Improve both PR and SEO performance by preventing duplication and wasted resources, aligning brand messaging, and avoiding inter-team conflict.

Integrate slowly and work to limit conflict between teams. Model asking questions, listening, and compromise to encourage these between the teams.

Before imposing changes, ask why a team is currently doing a task a certain way. Often there’s an underlying logic that isn’t immediately obvious, and pushing a specific way of doing things can create defensiveness and anger.

A common issue in PR-SEO integrations is that PR teams hate having loads of links shoved in their press releases. Journalists and publishers don’t like it either, because it impacts coverage. SEO teams, on the other hand, want the links to build domain authority. Simply arguing causes the teams to build emotional walls against cooperation. But asking what type of links would be acceptable can help the teams find a compromise – and perhaps build specialty content to meet the need.

Draft a glossary of SEO, content marketing, and PR terms to help each team understand each other’s work and nuances.

A glossary creates a common language that enables multiple teams to work together. For example, the SEO team might not know the nature or significance of a boilerplate, while the PR team might not understand the importance of anchor text in links. A common understanding enables both teams to help work towards each other’s goals.

Hold weekly 20–30-minute combined stand-up meetings with the teams, in which each participant describes their current work and tasks in common terms.

You can also take this one step further by asking each person to explain one term or concept that they think the rest of the team could benefit from knowing, further building a shared language and understanding.

Move your teams physically closer together to ease daily collaboration and better integrate workflows.

If everyone is on the same floor, getting together for an impromptu meeting becomes easier. Members of the team will also overhear things more easily and join in the conversations, making it more natural to suggest new ideas or optimize work from their own perspectives. The physical proximity removes pressure on a successful collaboration, making it more informal and natural in the process.

Create joint reports that show metrics for both teams, and show how each work towards joint goals and outcomes.

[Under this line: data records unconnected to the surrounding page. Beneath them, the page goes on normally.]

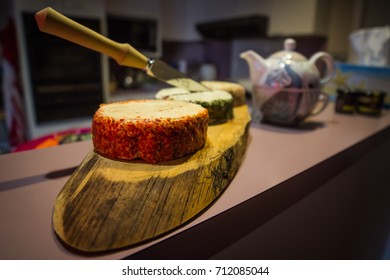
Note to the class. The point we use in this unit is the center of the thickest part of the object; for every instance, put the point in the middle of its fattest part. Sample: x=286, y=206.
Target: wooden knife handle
x=52, y=22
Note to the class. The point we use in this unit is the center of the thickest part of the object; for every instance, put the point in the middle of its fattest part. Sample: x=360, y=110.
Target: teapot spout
x=257, y=66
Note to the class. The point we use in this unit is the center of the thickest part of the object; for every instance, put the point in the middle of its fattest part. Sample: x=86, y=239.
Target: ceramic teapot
x=287, y=86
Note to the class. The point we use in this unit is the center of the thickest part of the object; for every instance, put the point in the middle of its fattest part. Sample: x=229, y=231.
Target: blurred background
x=51, y=88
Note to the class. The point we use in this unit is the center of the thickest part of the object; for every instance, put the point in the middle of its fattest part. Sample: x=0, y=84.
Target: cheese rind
x=218, y=103
x=151, y=130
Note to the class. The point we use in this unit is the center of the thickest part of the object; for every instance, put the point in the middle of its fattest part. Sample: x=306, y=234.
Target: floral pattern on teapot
x=287, y=86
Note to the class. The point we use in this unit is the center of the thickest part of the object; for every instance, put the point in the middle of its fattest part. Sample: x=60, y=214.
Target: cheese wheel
x=151, y=130
x=236, y=90
x=218, y=103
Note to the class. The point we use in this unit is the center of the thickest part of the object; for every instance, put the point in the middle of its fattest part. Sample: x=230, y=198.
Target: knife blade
x=52, y=22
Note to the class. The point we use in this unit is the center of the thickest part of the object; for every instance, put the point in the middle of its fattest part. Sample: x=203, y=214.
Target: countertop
x=31, y=180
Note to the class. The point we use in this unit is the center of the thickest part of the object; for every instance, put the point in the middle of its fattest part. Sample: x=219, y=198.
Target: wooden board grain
x=108, y=204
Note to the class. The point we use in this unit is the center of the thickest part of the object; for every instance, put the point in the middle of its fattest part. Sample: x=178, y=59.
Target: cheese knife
x=52, y=22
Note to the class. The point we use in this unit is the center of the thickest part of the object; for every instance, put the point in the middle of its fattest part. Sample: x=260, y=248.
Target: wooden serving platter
x=108, y=204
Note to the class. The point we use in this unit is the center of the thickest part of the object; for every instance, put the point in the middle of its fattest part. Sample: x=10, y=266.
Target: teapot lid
x=288, y=52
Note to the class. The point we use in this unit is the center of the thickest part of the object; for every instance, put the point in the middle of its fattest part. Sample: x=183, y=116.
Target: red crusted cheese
x=151, y=130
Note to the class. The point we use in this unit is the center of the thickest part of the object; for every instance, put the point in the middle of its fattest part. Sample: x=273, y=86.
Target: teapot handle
x=329, y=69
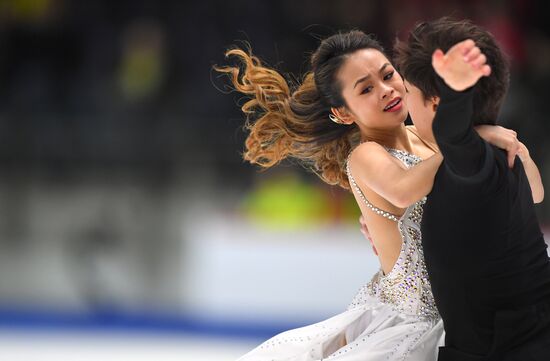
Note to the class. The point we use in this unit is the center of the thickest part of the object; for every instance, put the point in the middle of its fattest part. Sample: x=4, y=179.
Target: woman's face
x=373, y=90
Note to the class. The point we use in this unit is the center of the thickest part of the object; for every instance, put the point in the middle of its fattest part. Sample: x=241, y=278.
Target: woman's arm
x=374, y=167
x=507, y=139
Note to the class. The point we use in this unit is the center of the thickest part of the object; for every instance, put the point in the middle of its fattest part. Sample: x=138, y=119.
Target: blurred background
x=130, y=227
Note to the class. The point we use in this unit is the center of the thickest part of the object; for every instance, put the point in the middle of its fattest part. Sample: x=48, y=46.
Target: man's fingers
x=512, y=152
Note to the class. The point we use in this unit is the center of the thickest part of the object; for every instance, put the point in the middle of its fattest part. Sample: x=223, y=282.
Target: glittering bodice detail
x=406, y=286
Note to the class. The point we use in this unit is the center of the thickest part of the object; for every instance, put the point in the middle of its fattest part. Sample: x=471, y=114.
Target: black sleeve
x=463, y=150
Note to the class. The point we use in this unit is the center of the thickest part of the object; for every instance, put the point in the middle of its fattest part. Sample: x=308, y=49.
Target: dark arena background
x=130, y=226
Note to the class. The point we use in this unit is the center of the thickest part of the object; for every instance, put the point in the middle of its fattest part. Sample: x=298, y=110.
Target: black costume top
x=484, y=250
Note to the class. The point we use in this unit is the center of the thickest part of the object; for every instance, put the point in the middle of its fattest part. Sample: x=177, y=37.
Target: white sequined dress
x=393, y=317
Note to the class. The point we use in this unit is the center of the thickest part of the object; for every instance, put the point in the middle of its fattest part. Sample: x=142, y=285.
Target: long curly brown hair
x=288, y=120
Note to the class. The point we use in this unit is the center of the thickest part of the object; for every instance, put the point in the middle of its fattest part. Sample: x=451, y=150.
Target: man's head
x=413, y=58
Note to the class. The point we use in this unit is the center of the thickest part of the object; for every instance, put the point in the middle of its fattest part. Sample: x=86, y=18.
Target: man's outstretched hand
x=462, y=66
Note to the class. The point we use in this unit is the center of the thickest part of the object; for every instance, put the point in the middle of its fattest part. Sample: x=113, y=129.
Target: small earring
x=334, y=119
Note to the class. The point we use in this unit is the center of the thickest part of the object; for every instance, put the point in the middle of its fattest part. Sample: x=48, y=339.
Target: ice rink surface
x=26, y=345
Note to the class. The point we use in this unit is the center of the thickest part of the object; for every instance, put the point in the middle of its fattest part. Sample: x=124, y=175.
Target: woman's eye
x=366, y=90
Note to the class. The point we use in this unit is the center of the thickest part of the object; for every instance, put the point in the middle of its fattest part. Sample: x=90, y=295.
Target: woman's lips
x=397, y=106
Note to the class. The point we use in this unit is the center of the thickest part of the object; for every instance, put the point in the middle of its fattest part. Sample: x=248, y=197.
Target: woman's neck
x=397, y=138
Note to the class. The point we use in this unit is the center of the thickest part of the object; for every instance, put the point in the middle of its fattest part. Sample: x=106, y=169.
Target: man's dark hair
x=413, y=58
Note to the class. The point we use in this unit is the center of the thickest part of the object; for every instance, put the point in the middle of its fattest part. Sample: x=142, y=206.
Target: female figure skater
x=345, y=121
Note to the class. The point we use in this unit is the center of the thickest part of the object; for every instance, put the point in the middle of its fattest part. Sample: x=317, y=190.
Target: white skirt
x=369, y=332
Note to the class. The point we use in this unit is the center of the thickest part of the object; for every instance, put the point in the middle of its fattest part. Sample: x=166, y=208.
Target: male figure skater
x=484, y=250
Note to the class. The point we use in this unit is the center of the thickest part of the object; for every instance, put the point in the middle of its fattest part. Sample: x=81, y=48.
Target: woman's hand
x=462, y=66
x=504, y=138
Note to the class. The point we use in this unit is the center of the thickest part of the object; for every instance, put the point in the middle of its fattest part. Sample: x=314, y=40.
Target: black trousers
x=520, y=335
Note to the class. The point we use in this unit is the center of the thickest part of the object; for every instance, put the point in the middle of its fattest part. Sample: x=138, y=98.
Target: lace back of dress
x=406, y=286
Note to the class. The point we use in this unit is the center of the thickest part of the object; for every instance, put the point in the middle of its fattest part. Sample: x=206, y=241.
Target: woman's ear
x=343, y=115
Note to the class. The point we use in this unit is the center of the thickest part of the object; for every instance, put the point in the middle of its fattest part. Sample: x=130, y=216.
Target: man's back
x=485, y=253
x=484, y=250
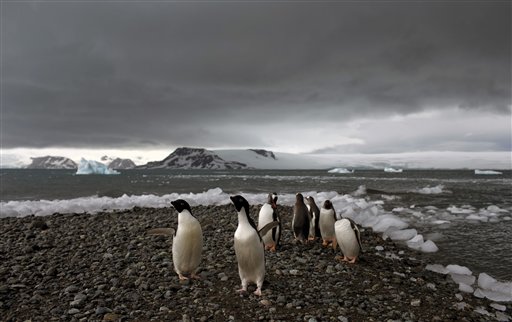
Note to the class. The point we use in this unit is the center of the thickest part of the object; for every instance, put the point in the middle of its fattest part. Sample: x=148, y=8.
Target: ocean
x=467, y=216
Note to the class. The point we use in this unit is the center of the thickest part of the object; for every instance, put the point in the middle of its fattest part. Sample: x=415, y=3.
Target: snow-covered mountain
x=194, y=158
x=121, y=164
x=52, y=162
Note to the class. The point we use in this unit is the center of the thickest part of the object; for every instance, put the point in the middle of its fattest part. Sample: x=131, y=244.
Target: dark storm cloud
x=120, y=74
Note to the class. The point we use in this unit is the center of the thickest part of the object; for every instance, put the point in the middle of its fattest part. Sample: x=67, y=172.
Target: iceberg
x=341, y=170
x=488, y=172
x=93, y=167
x=389, y=169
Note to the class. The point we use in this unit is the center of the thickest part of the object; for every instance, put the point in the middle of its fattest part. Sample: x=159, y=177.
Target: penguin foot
x=181, y=277
x=351, y=260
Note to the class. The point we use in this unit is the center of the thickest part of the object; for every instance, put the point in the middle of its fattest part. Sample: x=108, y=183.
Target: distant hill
x=194, y=158
x=52, y=162
x=121, y=164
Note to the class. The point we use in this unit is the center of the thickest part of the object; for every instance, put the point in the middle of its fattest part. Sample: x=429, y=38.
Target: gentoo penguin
x=327, y=220
x=268, y=213
x=349, y=239
x=187, y=243
x=300, y=221
x=314, y=218
x=249, y=248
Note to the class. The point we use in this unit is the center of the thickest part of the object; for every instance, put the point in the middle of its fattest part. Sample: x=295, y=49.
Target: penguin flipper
x=161, y=232
x=268, y=227
x=357, y=232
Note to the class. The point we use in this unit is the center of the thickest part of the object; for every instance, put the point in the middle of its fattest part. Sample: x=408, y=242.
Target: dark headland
x=104, y=267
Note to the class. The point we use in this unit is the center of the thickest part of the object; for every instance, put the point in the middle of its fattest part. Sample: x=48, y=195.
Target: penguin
x=349, y=239
x=268, y=213
x=187, y=242
x=249, y=247
x=300, y=221
x=327, y=220
x=314, y=216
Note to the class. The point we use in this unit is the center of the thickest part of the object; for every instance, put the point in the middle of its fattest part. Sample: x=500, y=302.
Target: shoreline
x=103, y=266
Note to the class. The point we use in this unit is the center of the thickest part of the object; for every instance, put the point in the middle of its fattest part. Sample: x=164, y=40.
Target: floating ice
x=431, y=190
x=465, y=288
x=384, y=222
x=498, y=307
x=93, y=167
x=429, y=247
x=400, y=235
x=437, y=268
x=340, y=170
x=488, y=172
x=389, y=169
x=457, y=269
x=492, y=289
x=464, y=279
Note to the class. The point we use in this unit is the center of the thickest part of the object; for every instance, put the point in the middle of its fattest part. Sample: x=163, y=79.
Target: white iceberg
x=341, y=170
x=457, y=269
x=389, y=169
x=93, y=167
x=487, y=172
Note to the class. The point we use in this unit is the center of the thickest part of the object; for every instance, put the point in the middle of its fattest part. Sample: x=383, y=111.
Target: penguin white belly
x=187, y=246
x=250, y=255
x=327, y=224
x=265, y=217
x=346, y=238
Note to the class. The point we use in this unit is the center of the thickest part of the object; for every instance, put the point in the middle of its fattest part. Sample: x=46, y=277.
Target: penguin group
x=309, y=223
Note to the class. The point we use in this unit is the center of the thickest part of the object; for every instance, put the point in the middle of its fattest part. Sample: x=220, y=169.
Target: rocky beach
x=105, y=267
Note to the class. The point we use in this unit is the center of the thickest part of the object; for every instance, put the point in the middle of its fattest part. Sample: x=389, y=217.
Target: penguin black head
x=181, y=205
x=272, y=198
x=299, y=197
x=240, y=203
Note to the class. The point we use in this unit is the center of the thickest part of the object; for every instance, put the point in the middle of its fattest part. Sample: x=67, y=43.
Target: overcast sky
x=323, y=77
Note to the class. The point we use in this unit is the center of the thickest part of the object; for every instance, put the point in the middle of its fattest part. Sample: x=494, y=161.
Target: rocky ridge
x=194, y=158
x=52, y=162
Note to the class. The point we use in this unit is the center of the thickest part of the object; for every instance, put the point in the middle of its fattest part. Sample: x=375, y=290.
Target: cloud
x=253, y=74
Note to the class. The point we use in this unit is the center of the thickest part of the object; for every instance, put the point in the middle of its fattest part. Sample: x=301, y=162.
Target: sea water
x=468, y=216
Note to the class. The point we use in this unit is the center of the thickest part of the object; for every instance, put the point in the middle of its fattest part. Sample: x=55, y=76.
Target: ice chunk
x=465, y=279
x=340, y=170
x=437, y=268
x=429, y=247
x=476, y=217
x=93, y=167
x=431, y=190
x=465, y=288
x=491, y=172
x=485, y=281
x=385, y=222
x=393, y=170
x=498, y=307
x=416, y=242
x=457, y=269
x=401, y=235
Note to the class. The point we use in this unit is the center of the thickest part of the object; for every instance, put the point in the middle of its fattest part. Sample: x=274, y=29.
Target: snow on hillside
x=52, y=162
x=276, y=160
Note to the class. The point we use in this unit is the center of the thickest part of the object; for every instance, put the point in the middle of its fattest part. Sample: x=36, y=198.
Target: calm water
x=482, y=246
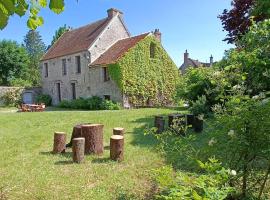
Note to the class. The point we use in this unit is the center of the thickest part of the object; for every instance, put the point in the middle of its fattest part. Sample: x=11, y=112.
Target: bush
x=92, y=103
x=12, y=97
x=44, y=98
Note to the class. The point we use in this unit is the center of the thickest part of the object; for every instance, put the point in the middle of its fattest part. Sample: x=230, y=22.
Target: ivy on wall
x=145, y=80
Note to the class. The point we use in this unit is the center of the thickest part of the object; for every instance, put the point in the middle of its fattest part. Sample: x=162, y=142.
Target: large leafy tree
x=21, y=7
x=35, y=48
x=14, y=62
x=238, y=20
x=59, y=32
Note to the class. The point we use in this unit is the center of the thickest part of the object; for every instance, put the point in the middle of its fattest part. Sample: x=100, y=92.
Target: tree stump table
x=117, y=147
x=118, y=131
x=76, y=133
x=78, y=149
x=93, y=134
x=59, y=145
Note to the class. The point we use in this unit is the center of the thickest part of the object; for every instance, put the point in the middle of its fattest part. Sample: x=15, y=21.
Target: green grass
x=29, y=171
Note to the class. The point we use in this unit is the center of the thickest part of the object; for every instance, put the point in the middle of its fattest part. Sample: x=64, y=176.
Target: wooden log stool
x=117, y=147
x=118, y=131
x=93, y=134
x=78, y=149
x=76, y=133
x=59, y=145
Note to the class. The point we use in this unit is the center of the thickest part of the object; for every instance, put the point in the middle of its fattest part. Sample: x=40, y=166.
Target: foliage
x=21, y=7
x=44, y=98
x=36, y=48
x=12, y=97
x=59, y=32
x=92, y=103
x=247, y=122
x=238, y=20
x=200, y=107
x=212, y=184
x=13, y=62
x=146, y=81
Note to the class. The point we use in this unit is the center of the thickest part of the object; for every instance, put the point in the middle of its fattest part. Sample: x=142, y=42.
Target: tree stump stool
x=59, y=145
x=118, y=131
x=93, y=134
x=76, y=133
x=78, y=149
x=117, y=147
x=190, y=119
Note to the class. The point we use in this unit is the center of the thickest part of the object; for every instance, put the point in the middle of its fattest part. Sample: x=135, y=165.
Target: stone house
x=189, y=62
x=76, y=65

For example, the PR team could start to measure inbound links from their work, even though the metric is targeted toward the SEO team. Over time, the teams become aware of each other’s specialties and interested in each other’s metrics, engaging more in work that leads to success on a broader, more integrated scale.

Schedule quarterly meetings about the types of content that teams are producing and where on the website it is hosted. Assess the organization of content placement.

It’s really important that we avoid cannibalizing goals when we’re integrating with strategies. Quite often, as teams evolve, a lot of information can get scattered around a website.

Write a process for running integrated projects. Include handoffs from one team to the other, with the information that needs to be passed along.

This passing off strategy also defines swimlanes, in which no one steps on each other’s responsibility within the larger team. The PR team doesn’t worry about their big contacts being contacted by people that don’t know them yet, while the SEO team can focus on more targeted opportunities that still have a significant impact on search equity.

Look for ways that one team can produce content to support the other team.

For example, after a big piece of PR launches, the SEO team can help to enhance that content through a more in-depth, visual presentation on the website that press contacts and the general audience can engage with. The SEO team can also build supplementary content that becomes a natural context to link to on the more centralized general media pitch.